Juniper Networks has admitted that it has found “unauthorised” code embedded in an operating system running on some of its firewalls.
The code, which appears to have been in multiple versions of the company’s ScreenOS software going back to at least August 2012, would have allowed attackers to take complete control of Juniper NetScreen firewalls running the affected software.
Attackers with resources and skills could separately decrypt encrypted traffic running through the Virtual Private Network, or VPN, on the firewalls.
Bob Worrall, the companies’ CIO wrote in a post that the code was found during a recent internal code review.
Patched releases for the latest versions of ScreenOS have since been issued. He pointed out that while the spooks who put the backdoors in place might have patted themselves on the back, they could have been found and exploited by anyone friend or foe.

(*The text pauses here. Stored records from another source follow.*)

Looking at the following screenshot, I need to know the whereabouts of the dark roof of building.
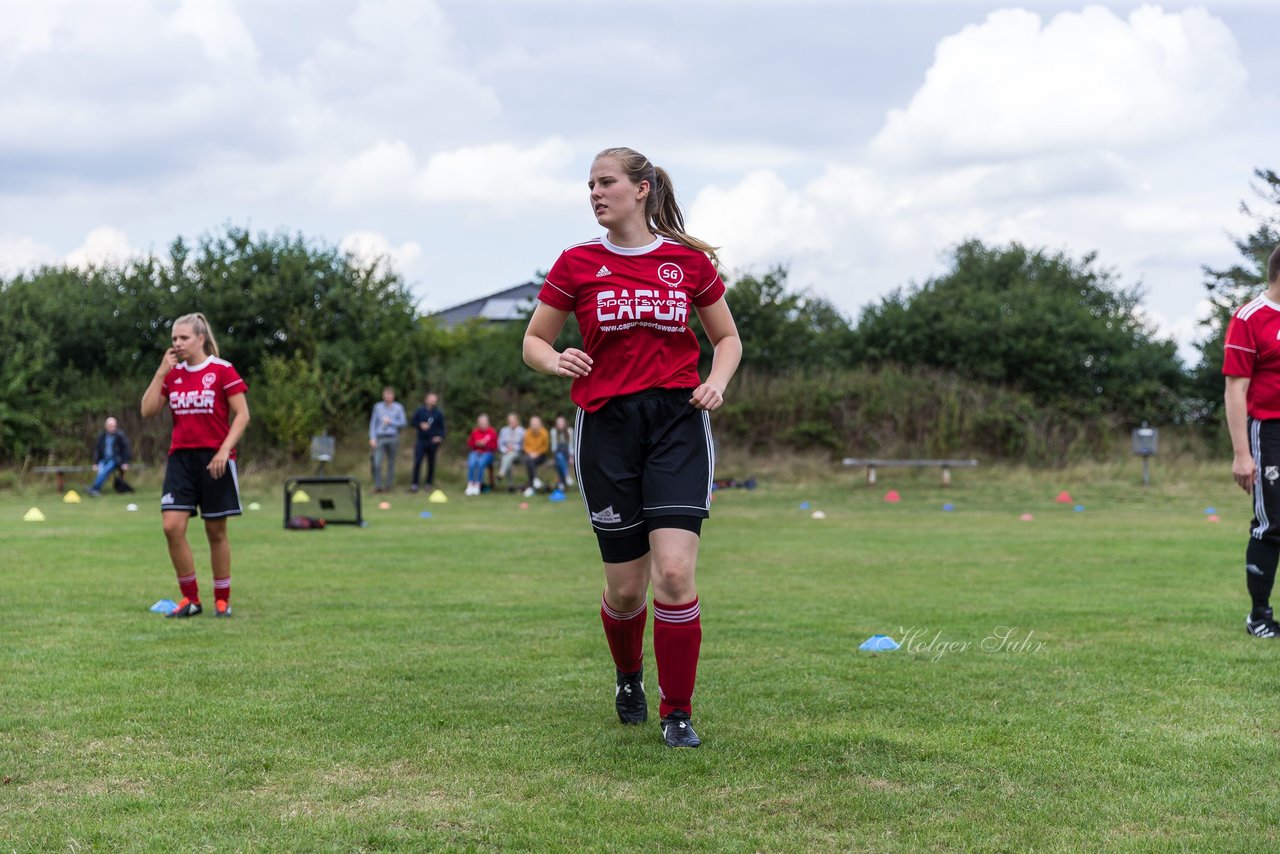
[430,282,543,326]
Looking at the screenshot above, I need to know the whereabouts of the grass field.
[0,466,1280,851]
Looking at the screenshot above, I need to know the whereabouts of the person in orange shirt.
[525,415,552,498]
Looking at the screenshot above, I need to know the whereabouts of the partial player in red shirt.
[142,314,248,617]
[1222,246,1280,638]
[525,149,742,748]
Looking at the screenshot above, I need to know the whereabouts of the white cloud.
[63,225,141,269]
[420,138,588,207]
[338,232,422,274]
[0,234,58,278]
[872,6,1248,160]
[321,140,419,206]
[169,0,259,63]
[320,138,588,212]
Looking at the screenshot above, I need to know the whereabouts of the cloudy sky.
[0,0,1280,353]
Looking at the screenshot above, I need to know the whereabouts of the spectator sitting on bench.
[88,417,133,498]
[524,415,552,498]
[466,412,498,495]
[498,412,525,492]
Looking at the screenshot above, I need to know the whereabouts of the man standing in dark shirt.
[408,392,444,492]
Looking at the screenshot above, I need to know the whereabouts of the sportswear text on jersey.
[595,288,689,325]
[591,504,622,525]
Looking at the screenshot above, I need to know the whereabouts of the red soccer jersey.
[1222,296,1280,420]
[467,428,498,453]
[160,356,248,460]
[538,237,724,412]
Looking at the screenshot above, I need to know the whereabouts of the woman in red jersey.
[524,149,742,748]
[142,314,248,617]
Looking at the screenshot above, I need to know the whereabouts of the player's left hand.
[205,451,230,480]
[689,383,724,412]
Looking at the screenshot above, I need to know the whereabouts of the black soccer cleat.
[165,597,204,617]
[662,709,703,748]
[1244,608,1280,638]
[613,667,649,723]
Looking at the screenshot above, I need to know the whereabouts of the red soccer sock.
[600,597,649,673]
[214,575,232,602]
[178,572,200,602]
[653,598,703,717]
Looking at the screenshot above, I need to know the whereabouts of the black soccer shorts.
[573,388,716,557]
[1249,419,1280,542]
[160,448,243,519]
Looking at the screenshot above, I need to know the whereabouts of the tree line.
[0,170,1280,463]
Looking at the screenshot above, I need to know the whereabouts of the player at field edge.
[524,149,742,748]
[1222,246,1280,638]
[142,312,248,617]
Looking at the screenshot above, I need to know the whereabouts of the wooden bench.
[844,457,978,487]
[32,462,145,492]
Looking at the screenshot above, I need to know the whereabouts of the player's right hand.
[1231,456,1258,493]
[556,347,591,376]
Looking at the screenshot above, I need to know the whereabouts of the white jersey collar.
[600,234,662,255]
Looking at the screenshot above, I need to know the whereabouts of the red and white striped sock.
[214,575,232,602]
[653,597,703,717]
[600,597,649,673]
[178,572,200,602]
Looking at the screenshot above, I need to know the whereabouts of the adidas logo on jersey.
[591,504,622,525]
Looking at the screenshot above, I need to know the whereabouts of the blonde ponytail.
[595,147,719,265]
[169,311,218,356]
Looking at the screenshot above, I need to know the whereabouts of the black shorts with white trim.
[573,388,716,563]
[160,448,243,519]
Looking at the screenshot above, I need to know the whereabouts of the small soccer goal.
[284,478,365,528]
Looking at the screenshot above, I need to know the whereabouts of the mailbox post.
[1133,421,1160,487]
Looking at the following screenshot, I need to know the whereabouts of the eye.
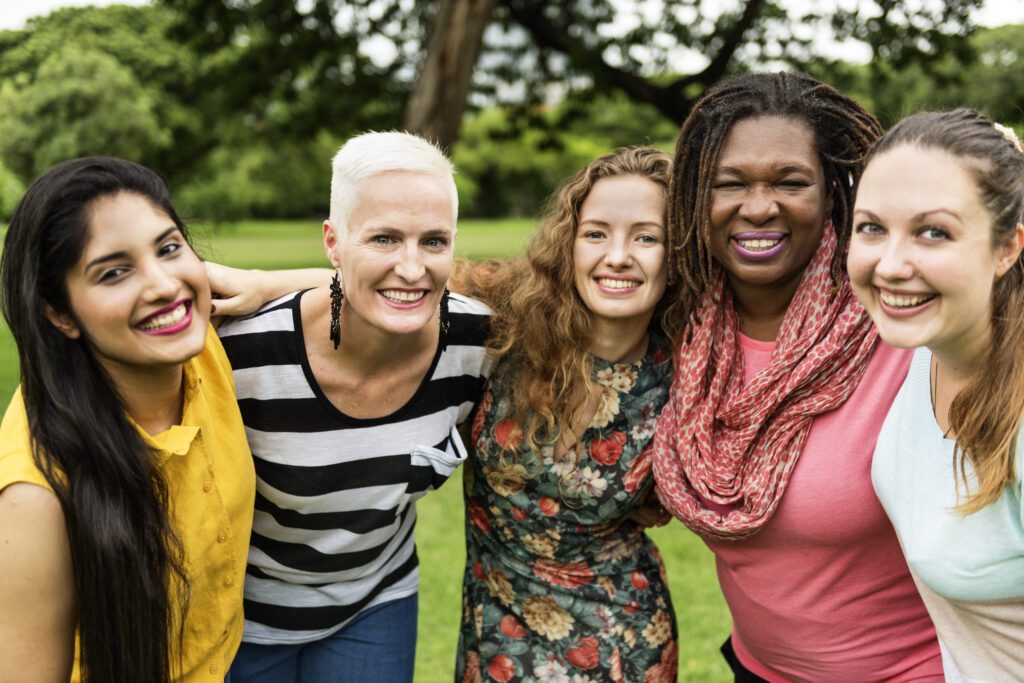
[853,223,886,234]
[918,225,951,242]
[157,241,182,256]
[96,266,128,283]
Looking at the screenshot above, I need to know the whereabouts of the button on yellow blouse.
[0,328,256,681]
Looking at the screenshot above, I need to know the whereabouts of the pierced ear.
[995,223,1024,278]
[324,219,341,269]
[44,304,82,339]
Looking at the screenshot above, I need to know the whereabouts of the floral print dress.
[456,343,678,683]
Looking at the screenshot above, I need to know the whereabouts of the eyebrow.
[853,208,964,223]
[83,225,178,272]
[580,218,665,229]
[717,164,814,175]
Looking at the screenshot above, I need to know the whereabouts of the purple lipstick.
[729,231,786,261]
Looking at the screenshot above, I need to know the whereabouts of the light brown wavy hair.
[452,146,685,452]
[867,109,1024,515]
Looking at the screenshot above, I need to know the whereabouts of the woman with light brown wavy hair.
[453,147,680,681]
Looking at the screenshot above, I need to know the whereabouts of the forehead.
[856,144,988,218]
[83,191,174,255]
[580,175,666,225]
[348,171,455,232]
[718,116,821,169]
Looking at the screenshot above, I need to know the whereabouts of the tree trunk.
[406,0,497,150]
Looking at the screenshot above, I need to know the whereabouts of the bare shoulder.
[0,483,77,681]
[0,483,74,589]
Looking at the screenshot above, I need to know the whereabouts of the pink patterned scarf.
[653,223,878,541]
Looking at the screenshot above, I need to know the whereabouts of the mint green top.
[871,348,1024,680]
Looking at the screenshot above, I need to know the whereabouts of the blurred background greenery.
[0,0,1024,683]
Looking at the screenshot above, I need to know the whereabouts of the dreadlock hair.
[0,157,188,683]
[865,109,1024,515]
[453,146,685,462]
[669,73,882,310]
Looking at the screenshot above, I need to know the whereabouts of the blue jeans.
[229,595,419,683]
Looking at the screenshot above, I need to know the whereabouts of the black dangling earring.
[438,287,452,351]
[331,270,345,349]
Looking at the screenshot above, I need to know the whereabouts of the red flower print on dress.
[468,499,490,533]
[487,654,515,683]
[462,651,480,683]
[565,637,601,670]
[469,389,492,443]
[534,559,594,588]
[495,418,522,451]
[537,496,561,515]
[498,614,526,640]
[623,445,653,494]
[590,432,626,465]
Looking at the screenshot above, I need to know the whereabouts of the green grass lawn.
[0,220,731,683]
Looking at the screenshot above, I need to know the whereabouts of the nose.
[604,234,633,268]
[394,243,426,284]
[143,260,181,302]
[739,187,779,225]
[874,240,914,281]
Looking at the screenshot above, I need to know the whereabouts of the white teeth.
[736,240,781,251]
[597,278,640,290]
[138,302,188,330]
[879,292,935,308]
[380,290,427,303]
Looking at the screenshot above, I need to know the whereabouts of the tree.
[0,5,199,180]
[163,0,981,145]
[0,47,171,177]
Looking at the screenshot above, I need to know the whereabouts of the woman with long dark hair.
[654,74,942,681]
[849,110,1024,681]
[0,157,255,682]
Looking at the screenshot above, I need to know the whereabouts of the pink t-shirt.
[708,337,943,683]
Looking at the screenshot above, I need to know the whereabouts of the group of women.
[0,74,1024,683]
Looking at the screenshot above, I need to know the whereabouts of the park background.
[0,0,1024,683]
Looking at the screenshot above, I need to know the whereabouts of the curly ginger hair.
[453,146,686,452]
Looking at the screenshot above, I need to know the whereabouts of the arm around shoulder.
[0,483,77,683]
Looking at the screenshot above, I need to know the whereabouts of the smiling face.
[324,171,455,334]
[572,175,668,328]
[55,193,210,382]
[710,116,829,296]
[847,144,1020,355]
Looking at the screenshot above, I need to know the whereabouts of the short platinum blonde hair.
[330,131,459,230]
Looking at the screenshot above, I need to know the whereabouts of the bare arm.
[206,261,334,315]
[0,483,78,683]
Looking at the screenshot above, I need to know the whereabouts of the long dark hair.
[867,109,1024,514]
[669,73,882,309]
[0,157,188,683]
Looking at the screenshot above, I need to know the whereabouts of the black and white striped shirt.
[218,293,489,644]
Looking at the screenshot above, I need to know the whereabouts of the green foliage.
[0,45,171,177]
[0,162,25,221]
[809,25,1024,127]
[0,5,200,180]
[453,92,677,216]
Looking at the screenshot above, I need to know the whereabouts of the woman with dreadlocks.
[654,74,942,681]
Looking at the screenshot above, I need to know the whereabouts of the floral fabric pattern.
[456,342,678,683]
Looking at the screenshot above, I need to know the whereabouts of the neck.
[590,315,651,362]
[730,279,800,341]
[103,364,184,434]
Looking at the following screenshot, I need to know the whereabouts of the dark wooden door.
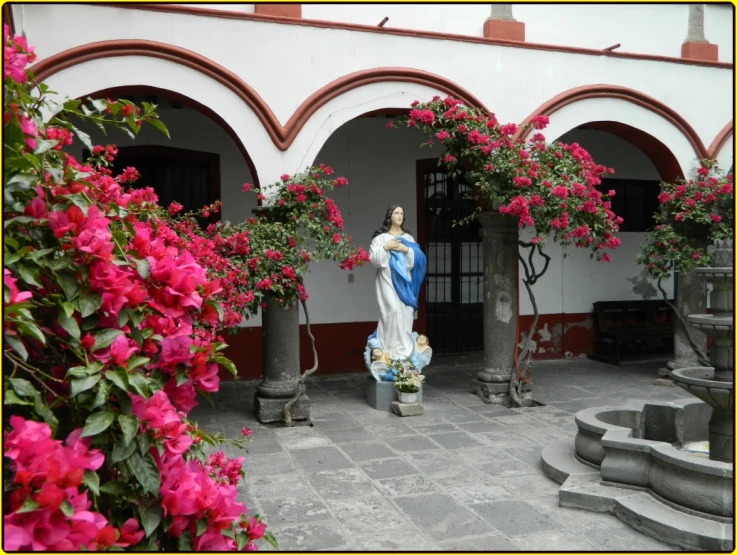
[418,160,484,354]
[114,146,220,223]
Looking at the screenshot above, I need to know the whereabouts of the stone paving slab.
[197,357,696,551]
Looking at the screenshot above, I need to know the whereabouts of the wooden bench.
[590,300,675,364]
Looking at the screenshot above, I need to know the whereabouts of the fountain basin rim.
[688,314,734,328]
[601,429,734,478]
[670,366,734,391]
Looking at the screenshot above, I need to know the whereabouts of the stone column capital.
[476,210,519,238]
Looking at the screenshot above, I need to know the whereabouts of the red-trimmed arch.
[582,121,684,183]
[31,39,485,151]
[706,120,734,160]
[517,85,707,163]
[85,85,260,192]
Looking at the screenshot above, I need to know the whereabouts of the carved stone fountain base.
[542,399,734,551]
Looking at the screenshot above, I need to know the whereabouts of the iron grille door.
[424,168,484,354]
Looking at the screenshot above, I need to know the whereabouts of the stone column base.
[471,380,532,407]
[471,380,512,407]
[253,393,310,424]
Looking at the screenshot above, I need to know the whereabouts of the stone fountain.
[671,240,734,463]
[542,241,734,551]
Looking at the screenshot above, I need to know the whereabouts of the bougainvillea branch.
[3,22,275,551]
[637,159,734,366]
[390,97,622,404]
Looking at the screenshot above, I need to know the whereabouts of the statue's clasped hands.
[384,239,409,253]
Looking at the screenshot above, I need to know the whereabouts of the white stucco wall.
[15,4,734,324]
[18,4,733,156]
[302,3,732,62]
[305,118,440,323]
[716,135,734,171]
[64,103,256,227]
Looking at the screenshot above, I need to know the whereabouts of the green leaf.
[196,518,207,538]
[18,262,43,287]
[61,301,74,318]
[79,289,102,318]
[33,396,59,434]
[128,372,150,399]
[56,271,79,301]
[17,321,46,345]
[71,374,100,400]
[175,368,189,387]
[67,366,92,378]
[118,414,138,445]
[211,356,238,378]
[138,499,162,537]
[92,381,110,409]
[88,98,107,113]
[82,468,100,495]
[5,334,28,360]
[80,411,115,437]
[33,139,59,155]
[110,441,137,463]
[59,193,87,216]
[8,378,41,399]
[136,434,152,455]
[3,389,33,405]
[57,310,80,341]
[205,301,225,322]
[136,258,151,279]
[148,119,171,139]
[105,367,128,391]
[15,497,38,513]
[118,310,128,328]
[179,532,192,551]
[264,530,279,551]
[72,125,93,152]
[90,329,123,353]
[100,482,130,495]
[128,357,151,371]
[60,501,74,518]
[125,451,161,495]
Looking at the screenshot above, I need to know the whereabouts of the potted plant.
[389,360,425,403]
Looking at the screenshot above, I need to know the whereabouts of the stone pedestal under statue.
[254,300,310,423]
[667,272,706,370]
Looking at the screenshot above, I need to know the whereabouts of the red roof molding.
[516,85,707,159]
[31,39,486,150]
[706,120,734,160]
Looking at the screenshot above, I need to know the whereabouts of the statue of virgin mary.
[365,206,429,381]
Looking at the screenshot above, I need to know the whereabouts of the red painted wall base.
[220,314,595,380]
[681,42,719,62]
[484,18,525,42]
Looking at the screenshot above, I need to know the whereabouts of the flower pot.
[397,391,417,403]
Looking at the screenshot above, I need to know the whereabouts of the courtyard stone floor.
[191,359,689,551]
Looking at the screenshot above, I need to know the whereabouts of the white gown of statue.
[370,233,415,359]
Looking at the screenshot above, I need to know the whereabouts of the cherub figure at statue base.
[364,332,432,382]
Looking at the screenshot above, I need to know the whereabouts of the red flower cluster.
[408,97,622,260]
[3,416,144,551]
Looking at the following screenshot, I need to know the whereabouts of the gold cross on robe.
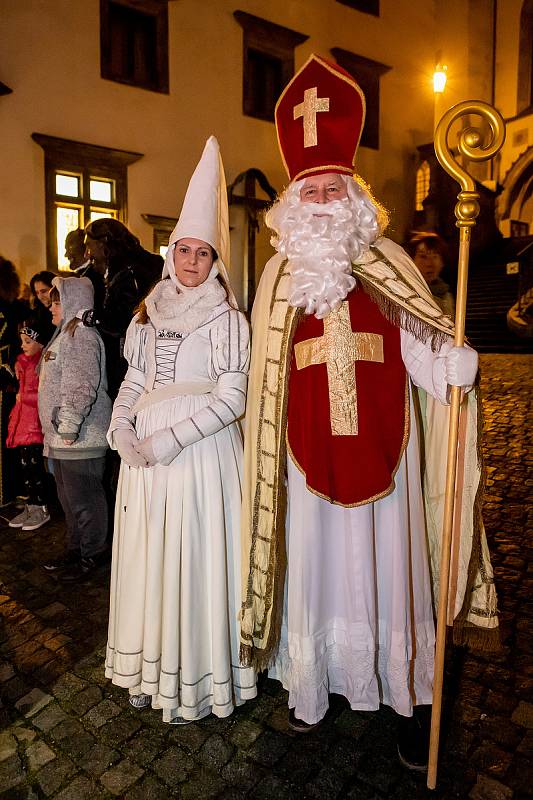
[294,300,383,436]
[293,86,329,147]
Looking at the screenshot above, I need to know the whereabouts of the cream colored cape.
[241,238,498,669]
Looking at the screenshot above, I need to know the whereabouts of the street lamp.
[433,64,448,94]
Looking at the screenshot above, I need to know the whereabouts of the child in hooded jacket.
[39,277,111,582]
[6,317,50,531]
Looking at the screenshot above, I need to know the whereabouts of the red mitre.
[276,54,365,181]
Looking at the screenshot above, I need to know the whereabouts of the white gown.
[270,331,447,724]
[105,303,256,722]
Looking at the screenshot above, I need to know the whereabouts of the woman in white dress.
[105,137,256,723]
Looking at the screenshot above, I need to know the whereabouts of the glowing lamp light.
[433,64,448,94]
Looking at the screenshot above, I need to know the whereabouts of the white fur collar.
[146,279,226,335]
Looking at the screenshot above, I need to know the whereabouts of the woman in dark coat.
[85,217,163,400]
[0,256,28,507]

The backdoors placed a hardcoded master password left behind in Juniper’s software by the attackers. All the attackers had to do was figure out the password by examining Juniper’s code.
'This is a very good showcase for why backdoors are really something governments should not have in these types of devices because at some point it will backfire," he said.
The weakness in the VPN itself that enables passive decryption is only of benefit to a national surveillance agency like the British, the US, the Chinese, or the Israelis. This is because you need to have wiretaps on the internet for that to be a valuable change to make in the software.”
Juniper released patches for the software yesterday and advised customers to install them immediately, noting that firewalls using ScreenOS 6.2.0r15 through 6.2.0r18 and 6.3.0r12 through 6.3.0r20 are vulnerable. Release notes for 6.2.0r15 show that version being released in September 2012, while release notes for 6.3.0r12 show that the latter version was issued in August 2012.
Still Juniper is not the only router maker who faced this sort of problem. Its rival Cisco found a similar issue earlier this year.